Testosterone Reduces Growth And Hepatic Igf-1 Mrna In A Female-Larger Lizard, Sceloporus Undulatus: Evidence Of An Evolutionary Reversal In Growth Regulation

Previous research has demonstrated that testosterone (T) can inhibit growth in female-larger species and stimulate growth in male-larger species, but the underlying mechanisms of this regulatory bipotentiality have not been investigated. In this study, we investigated the effects of T on the expression of hepatic insulin-like growth factor-1 (IGF-1) mRNA and circulating IGF-1 hormone in Sceloporus undulatus, a species of lizard in which females grow faster to become larger than males and in which T inhibits growth. Experiments were performed in captivity on mature female and male adults in the asymptotic phase of their growth curve and on actively growing, pre-reproductive juveniles.

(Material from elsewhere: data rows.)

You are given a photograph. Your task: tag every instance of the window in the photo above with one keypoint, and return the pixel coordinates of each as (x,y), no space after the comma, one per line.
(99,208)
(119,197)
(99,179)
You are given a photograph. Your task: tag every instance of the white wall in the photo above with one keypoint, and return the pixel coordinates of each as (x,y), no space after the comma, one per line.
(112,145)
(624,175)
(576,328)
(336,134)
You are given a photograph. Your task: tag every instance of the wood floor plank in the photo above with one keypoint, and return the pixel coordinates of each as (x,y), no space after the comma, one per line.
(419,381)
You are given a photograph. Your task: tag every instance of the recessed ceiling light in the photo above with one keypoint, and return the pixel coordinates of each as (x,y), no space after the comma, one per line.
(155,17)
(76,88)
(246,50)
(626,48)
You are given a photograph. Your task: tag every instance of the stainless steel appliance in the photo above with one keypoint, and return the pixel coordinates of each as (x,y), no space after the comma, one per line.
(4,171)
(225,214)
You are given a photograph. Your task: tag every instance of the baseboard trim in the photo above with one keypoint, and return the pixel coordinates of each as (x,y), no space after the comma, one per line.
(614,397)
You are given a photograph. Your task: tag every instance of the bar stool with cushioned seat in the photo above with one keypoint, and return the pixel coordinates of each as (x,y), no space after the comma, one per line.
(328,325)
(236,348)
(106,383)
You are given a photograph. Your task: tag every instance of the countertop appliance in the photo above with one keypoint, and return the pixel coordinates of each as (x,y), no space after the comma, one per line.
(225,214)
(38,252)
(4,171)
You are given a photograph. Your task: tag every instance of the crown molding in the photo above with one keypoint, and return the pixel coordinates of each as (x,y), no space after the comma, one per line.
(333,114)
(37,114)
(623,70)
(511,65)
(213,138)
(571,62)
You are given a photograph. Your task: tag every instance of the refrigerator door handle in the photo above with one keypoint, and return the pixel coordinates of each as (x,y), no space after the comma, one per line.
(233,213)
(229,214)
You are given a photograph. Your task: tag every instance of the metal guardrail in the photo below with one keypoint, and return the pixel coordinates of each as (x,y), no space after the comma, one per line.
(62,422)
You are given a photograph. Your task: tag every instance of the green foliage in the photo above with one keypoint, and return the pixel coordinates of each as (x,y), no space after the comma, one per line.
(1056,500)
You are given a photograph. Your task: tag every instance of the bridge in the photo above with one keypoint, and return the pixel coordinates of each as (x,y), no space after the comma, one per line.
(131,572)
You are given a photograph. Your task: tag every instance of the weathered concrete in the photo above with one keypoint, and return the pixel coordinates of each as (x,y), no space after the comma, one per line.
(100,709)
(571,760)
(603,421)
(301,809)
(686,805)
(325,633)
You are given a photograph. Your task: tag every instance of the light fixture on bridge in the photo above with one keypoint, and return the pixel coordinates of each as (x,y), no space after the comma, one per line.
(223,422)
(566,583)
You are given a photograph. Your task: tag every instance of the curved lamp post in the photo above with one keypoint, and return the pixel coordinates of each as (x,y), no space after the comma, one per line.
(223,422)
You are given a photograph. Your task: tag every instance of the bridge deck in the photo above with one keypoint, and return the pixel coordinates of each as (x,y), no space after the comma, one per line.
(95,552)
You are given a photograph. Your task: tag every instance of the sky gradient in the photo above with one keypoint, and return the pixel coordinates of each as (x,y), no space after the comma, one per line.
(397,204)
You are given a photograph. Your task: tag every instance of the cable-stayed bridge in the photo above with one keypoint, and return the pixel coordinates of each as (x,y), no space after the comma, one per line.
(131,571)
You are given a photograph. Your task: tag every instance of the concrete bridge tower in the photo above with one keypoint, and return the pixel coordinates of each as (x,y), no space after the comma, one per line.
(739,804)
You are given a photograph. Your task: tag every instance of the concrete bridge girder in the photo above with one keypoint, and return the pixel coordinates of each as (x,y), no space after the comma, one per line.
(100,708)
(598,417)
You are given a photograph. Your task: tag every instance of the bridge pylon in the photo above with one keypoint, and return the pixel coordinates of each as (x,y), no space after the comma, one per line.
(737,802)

In adult males, the expression of hepatic IGF-1 mRNA increased following surgical castration and returned to control levels with T replacement; in intact adult females, exogenous T had no effect on IGF-1 mRNA expression. In juveniles, T significantly reduced both growth and the expression of hepatic IGF-1 mRNA to similar extents in intact females and in castrated males. The relative inhibitory effects of T on mRNA expression were greater in juveniles than in adults. Plasma IGF-1 hormone was about four times higher in juveniles than in adults, but T had no significant effect on IGF-1 hormone in either sex or in either age group. Our finding of inhibition of the expression of hepatic IGF-1 mRNA stands in contrast to the stimulatory effects of T in the published body of literature. We attribute our novel finding to our use of a species in which T inhibits rather than stimulates growth. Our findings begin to explain how T has the regulatory bipotentiality to be stimulatory in some species and inhibitory in others, requiring only an evolutionary reversal in the molecular regulation of growth-regulatory genes including IGF-1. Further comparative transcriptomic studies will be required to fully resolve the molecular mechanism of growth inhibition.